De weg die voor ons ligt om gerechtigheid te bereiken, houdt in dat we terugkijken om fouten uit het verleden te herkennen en recht te zetten, en vooruitkijken naar het creëren van systemen voor veilige rapportage die werken voor gemarginaliseerde gemeenschappen.

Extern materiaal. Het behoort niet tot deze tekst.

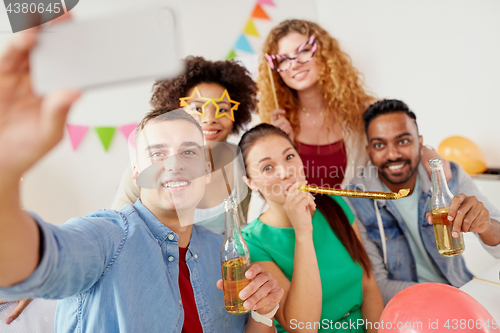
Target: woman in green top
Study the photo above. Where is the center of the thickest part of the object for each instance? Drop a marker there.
(307, 243)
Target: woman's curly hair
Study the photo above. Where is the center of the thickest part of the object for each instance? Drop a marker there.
(341, 85)
(229, 74)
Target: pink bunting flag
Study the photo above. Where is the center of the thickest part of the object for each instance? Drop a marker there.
(76, 134)
(126, 130)
(266, 2)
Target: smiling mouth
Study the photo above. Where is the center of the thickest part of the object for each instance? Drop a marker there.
(175, 184)
(396, 167)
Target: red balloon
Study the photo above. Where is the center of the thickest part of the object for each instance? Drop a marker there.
(435, 308)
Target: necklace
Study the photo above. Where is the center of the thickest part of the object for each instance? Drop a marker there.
(308, 115)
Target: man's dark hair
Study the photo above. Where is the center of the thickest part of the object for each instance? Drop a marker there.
(384, 107)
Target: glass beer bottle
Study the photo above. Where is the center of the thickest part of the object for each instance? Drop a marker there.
(235, 260)
(448, 246)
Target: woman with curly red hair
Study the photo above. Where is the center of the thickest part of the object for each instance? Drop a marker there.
(321, 100)
(222, 96)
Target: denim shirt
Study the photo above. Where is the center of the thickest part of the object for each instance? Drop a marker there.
(400, 261)
(119, 272)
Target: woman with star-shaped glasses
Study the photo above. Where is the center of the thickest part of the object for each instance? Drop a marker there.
(221, 95)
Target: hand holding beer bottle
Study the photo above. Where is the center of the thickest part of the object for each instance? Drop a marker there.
(449, 243)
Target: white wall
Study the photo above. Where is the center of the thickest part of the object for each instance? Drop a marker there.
(66, 183)
(440, 57)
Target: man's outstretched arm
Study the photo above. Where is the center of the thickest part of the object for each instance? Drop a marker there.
(30, 126)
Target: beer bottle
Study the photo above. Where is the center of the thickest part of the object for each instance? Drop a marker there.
(440, 205)
(235, 260)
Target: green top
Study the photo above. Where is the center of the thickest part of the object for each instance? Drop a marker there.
(340, 275)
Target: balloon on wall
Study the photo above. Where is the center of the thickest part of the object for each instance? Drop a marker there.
(464, 152)
(436, 308)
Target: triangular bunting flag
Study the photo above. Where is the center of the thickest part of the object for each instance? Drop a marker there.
(250, 29)
(231, 55)
(243, 44)
(106, 135)
(266, 2)
(259, 13)
(76, 134)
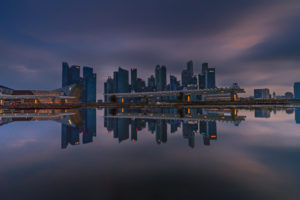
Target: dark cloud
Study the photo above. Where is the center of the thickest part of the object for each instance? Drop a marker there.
(240, 38)
(282, 45)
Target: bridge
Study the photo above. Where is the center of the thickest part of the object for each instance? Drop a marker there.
(180, 93)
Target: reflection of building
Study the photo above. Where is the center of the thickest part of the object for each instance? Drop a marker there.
(262, 113)
(297, 90)
(161, 131)
(196, 121)
(209, 131)
(297, 115)
(188, 131)
(84, 122)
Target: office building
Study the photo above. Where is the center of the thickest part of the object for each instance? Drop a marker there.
(211, 78)
(108, 87)
(201, 81)
(262, 93)
(151, 84)
(187, 75)
(65, 74)
(297, 90)
(86, 85)
(160, 78)
(75, 74)
(123, 84)
(133, 76)
(204, 68)
(89, 85)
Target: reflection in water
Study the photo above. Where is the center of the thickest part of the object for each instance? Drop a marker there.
(83, 122)
(74, 122)
(126, 123)
(253, 161)
(192, 121)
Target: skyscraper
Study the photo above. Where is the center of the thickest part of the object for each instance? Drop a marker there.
(75, 74)
(204, 68)
(160, 77)
(211, 78)
(65, 74)
(123, 84)
(187, 74)
(89, 83)
(133, 79)
(108, 87)
(297, 90)
(174, 84)
(201, 80)
(262, 93)
(116, 82)
(151, 83)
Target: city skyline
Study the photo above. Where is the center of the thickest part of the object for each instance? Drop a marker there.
(246, 41)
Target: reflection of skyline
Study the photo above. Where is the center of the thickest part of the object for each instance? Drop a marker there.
(86, 125)
(74, 122)
(193, 121)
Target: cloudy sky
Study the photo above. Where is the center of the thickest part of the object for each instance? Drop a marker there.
(255, 43)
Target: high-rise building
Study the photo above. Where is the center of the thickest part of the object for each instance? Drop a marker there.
(160, 78)
(108, 87)
(140, 85)
(201, 80)
(65, 74)
(116, 82)
(151, 83)
(133, 79)
(297, 90)
(174, 84)
(75, 74)
(187, 74)
(211, 78)
(123, 84)
(204, 68)
(262, 93)
(89, 83)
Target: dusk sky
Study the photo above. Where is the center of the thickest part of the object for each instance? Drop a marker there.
(255, 43)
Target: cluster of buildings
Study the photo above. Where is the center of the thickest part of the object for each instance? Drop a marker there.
(88, 83)
(121, 83)
(75, 89)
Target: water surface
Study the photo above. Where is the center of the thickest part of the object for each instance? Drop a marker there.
(162, 154)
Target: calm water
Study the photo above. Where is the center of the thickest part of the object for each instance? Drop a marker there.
(157, 154)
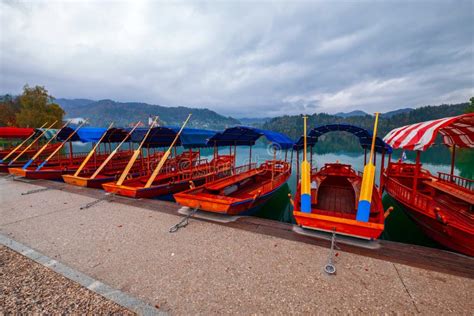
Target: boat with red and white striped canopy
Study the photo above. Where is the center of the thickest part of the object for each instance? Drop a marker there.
(441, 205)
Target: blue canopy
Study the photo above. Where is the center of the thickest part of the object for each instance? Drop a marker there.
(84, 134)
(116, 135)
(164, 136)
(365, 137)
(247, 136)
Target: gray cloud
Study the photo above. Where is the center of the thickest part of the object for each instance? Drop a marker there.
(243, 59)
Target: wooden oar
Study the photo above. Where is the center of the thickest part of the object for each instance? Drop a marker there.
(60, 146)
(112, 154)
(26, 165)
(19, 146)
(365, 198)
(31, 144)
(89, 155)
(305, 177)
(165, 156)
(129, 166)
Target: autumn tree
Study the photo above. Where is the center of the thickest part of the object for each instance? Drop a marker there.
(470, 108)
(37, 107)
(9, 107)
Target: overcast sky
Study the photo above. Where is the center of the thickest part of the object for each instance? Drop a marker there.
(243, 59)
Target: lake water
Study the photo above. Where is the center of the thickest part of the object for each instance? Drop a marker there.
(398, 226)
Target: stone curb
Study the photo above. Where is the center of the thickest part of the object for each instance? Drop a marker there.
(117, 296)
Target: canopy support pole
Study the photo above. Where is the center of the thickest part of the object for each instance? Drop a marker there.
(381, 181)
(250, 156)
(297, 166)
(453, 157)
(106, 161)
(21, 144)
(415, 179)
(96, 145)
(68, 139)
(165, 155)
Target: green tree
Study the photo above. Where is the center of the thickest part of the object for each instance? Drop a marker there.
(9, 107)
(37, 107)
(470, 108)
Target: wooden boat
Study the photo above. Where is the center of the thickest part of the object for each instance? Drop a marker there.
(248, 187)
(176, 173)
(94, 176)
(441, 205)
(55, 165)
(334, 191)
(18, 155)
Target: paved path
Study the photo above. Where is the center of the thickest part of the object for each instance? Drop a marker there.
(209, 269)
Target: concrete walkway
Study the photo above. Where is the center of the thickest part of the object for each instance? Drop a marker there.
(208, 269)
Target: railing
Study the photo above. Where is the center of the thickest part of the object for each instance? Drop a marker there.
(467, 184)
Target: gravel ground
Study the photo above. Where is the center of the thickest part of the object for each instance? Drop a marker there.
(27, 287)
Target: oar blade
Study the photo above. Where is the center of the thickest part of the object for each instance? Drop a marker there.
(305, 187)
(365, 199)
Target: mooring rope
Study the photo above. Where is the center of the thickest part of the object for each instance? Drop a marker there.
(105, 197)
(35, 191)
(330, 267)
(184, 222)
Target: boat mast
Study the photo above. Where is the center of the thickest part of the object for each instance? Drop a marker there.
(92, 151)
(138, 151)
(60, 146)
(365, 197)
(21, 144)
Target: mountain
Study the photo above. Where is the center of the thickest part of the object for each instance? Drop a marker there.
(293, 125)
(72, 103)
(395, 112)
(351, 114)
(101, 113)
(254, 121)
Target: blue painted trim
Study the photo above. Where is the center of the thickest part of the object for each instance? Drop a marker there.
(41, 165)
(363, 211)
(306, 203)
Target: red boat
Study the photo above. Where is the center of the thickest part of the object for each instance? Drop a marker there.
(17, 156)
(335, 191)
(178, 172)
(248, 187)
(94, 176)
(57, 164)
(441, 205)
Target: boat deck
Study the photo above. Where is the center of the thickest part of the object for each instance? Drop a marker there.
(170, 271)
(445, 187)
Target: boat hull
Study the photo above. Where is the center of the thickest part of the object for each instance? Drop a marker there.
(342, 226)
(243, 208)
(340, 185)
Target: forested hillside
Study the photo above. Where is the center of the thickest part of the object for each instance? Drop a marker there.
(293, 125)
(101, 113)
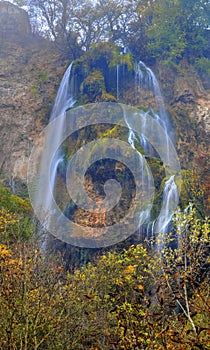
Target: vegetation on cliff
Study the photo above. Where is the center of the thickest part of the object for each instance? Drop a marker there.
(129, 296)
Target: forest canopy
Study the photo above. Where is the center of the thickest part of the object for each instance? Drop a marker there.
(158, 29)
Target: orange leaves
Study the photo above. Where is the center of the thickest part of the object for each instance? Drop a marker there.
(7, 220)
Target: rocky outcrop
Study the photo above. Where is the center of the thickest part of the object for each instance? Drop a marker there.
(29, 76)
(14, 24)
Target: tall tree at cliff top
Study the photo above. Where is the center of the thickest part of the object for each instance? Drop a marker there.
(161, 29)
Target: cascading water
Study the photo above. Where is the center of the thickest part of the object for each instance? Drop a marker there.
(145, 79)
(64, 100)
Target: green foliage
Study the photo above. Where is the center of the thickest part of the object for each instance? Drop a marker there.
(15, 217)
(203, 65)
(139, 298)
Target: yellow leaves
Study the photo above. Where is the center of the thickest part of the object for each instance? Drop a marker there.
(4, 251)
(140, 287)
(130, 269)
(7, 220)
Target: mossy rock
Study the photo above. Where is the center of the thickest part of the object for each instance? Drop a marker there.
(93, 86)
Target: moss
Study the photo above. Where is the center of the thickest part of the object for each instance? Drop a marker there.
(93, 86)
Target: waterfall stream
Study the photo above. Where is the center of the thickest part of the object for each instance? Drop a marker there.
(65, 99)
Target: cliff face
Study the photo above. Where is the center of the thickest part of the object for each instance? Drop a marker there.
(30, 72)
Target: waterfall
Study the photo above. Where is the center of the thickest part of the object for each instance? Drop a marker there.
(118, 67)
(146, 80)
(170, 196)
(64, 100)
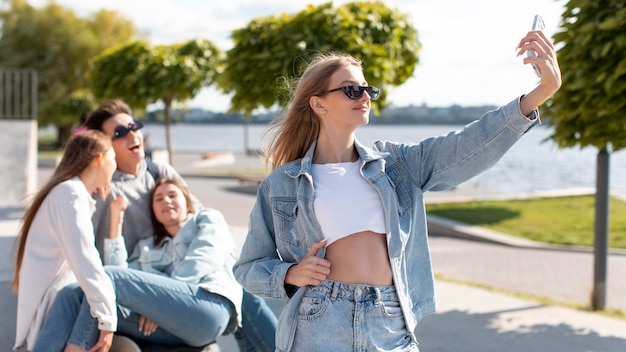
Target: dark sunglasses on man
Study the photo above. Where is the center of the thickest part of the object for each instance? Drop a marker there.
(355, 92)
(121, 131)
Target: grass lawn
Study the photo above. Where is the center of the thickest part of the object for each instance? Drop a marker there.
(559, 220)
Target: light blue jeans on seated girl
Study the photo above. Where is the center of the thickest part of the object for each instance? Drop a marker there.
(342, 317)
(185, 313)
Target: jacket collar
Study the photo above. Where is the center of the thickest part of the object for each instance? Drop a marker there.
(303, 166)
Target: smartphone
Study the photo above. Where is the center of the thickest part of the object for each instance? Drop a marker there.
(538, 25)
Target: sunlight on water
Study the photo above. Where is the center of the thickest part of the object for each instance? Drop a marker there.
(531, 164)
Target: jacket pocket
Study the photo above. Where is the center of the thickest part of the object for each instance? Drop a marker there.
(285, 211)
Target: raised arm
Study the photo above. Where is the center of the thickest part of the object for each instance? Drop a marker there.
(548, 65)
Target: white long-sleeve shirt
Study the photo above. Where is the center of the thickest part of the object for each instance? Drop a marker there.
(60, 249)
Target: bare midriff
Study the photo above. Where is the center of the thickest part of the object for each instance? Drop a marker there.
(360, 258)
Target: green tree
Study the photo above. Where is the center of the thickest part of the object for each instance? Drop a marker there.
(271, 48)
(141, 74)
(589, 109)
(58, 44)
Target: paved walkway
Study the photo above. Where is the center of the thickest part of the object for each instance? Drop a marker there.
(469, 318)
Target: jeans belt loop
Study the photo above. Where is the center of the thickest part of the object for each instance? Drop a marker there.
(335, 292)
(379, 297)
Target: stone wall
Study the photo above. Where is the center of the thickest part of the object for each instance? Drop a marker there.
(18, 161)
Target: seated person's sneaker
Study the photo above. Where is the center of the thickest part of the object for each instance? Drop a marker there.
(124, 344)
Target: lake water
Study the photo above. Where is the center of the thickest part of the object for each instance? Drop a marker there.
(531, 165)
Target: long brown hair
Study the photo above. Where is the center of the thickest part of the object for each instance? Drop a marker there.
(79, 152)
(298, 127)
(160, 233)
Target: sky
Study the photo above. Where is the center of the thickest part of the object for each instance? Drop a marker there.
(468, 54)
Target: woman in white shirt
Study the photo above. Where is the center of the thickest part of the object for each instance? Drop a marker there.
(56, 247)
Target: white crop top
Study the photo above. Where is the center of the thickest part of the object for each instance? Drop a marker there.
(345, 203)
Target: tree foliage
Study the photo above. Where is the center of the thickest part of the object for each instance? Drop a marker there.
(58, 44)
(590, 109)
(271, 48)
(141, 74)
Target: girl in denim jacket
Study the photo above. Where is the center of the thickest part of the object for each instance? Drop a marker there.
(176, 288)
(339, 229)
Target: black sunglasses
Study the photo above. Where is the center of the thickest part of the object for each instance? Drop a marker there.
(121, 131)
(355, 92)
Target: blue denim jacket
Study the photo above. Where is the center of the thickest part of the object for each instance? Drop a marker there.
(202, 253)
(283, 226)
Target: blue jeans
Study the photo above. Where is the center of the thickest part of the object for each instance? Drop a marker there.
(184, 313)
(342, 317)
(69, 319)
(259, 325)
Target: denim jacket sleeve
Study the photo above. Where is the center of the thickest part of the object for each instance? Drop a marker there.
(259, 269)
(202, 246)
(440, 163)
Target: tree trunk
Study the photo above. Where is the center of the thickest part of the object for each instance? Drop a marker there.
(601, 239)
(168, 134)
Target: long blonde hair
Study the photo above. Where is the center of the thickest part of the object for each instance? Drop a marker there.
(79, 152)
(298, 127)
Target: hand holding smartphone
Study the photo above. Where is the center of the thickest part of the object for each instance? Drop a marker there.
(538, 25)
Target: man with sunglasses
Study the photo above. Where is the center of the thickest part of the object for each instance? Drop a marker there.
(132, 177)
(135, 178)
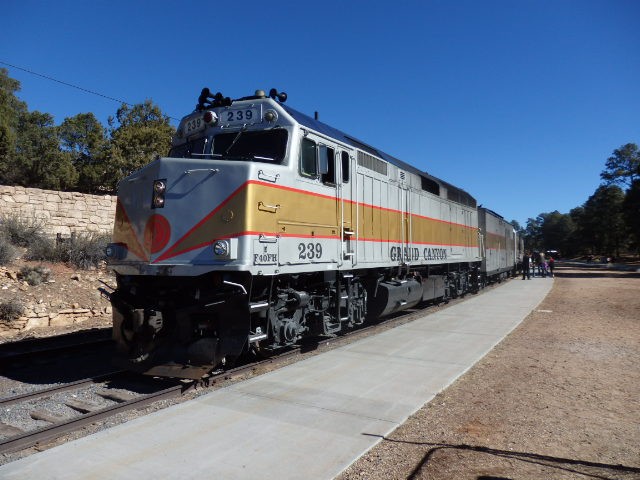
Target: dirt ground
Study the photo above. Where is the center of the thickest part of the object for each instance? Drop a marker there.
(63, 289)
(559, 398)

Eén type reactie bij het verbeteren van het hedendaagse politiewerk zal waarschijnlijk niet voor iedereen werken, gezien de diversiteit van LGBTIQ-gemeenschappen. Een verscheidenheid aan reacties kan gericht zijn op het verbeteren van de toegang tot formele systemen, met inbegrip van het versterken en beter beschikbaar stellen van LHBTI-politieprogramma's om het vertrouwen tussen de politie en de LGBTIQ-gemeenschappen te ontwikkelen. Het zou ook nuttig zijn om meldingsmechanismen van derden te implementeren waarmee slachtoffers misdrijven in veilige ruimtes kunnen melden, zoals maatschappelijke organisaties, in plaats van naar de politie.

Echter, veel mensen geven misschien de voorkeur aan verhaalmechanismen die geen betrekking hebben op het formele strafrechtsysteem, zoals herstelrecht en transformatieve rechtvaardigheid. Deze benaderingen zijn een proces van herstel van slachtoffers en de gemeenschap waarbij daders verantwoordelijkheid nemen voor hun daden, het erkennen van de schade die door geweld wordt aangericht, en hun houding te veranderen.

Eindelijk, we moeten streven naar actieve interventies, inclusief educatieve initiatieven gericht op zowel de politie als het brede publiek, die het optreden van homofoob en transfoob geweld verminderen.

uiteindelijk, het transformeren van de bredere voorwaarden die dit geweld ondersteunen en voortstuwen, zal de belangrijkste manier zijn om gerechtigheid te bereiken.

Dit artikel is opnieuw gepubliceerd vanuit The Conversation onder een Creative Commons-licentie. Lees het originele artikel.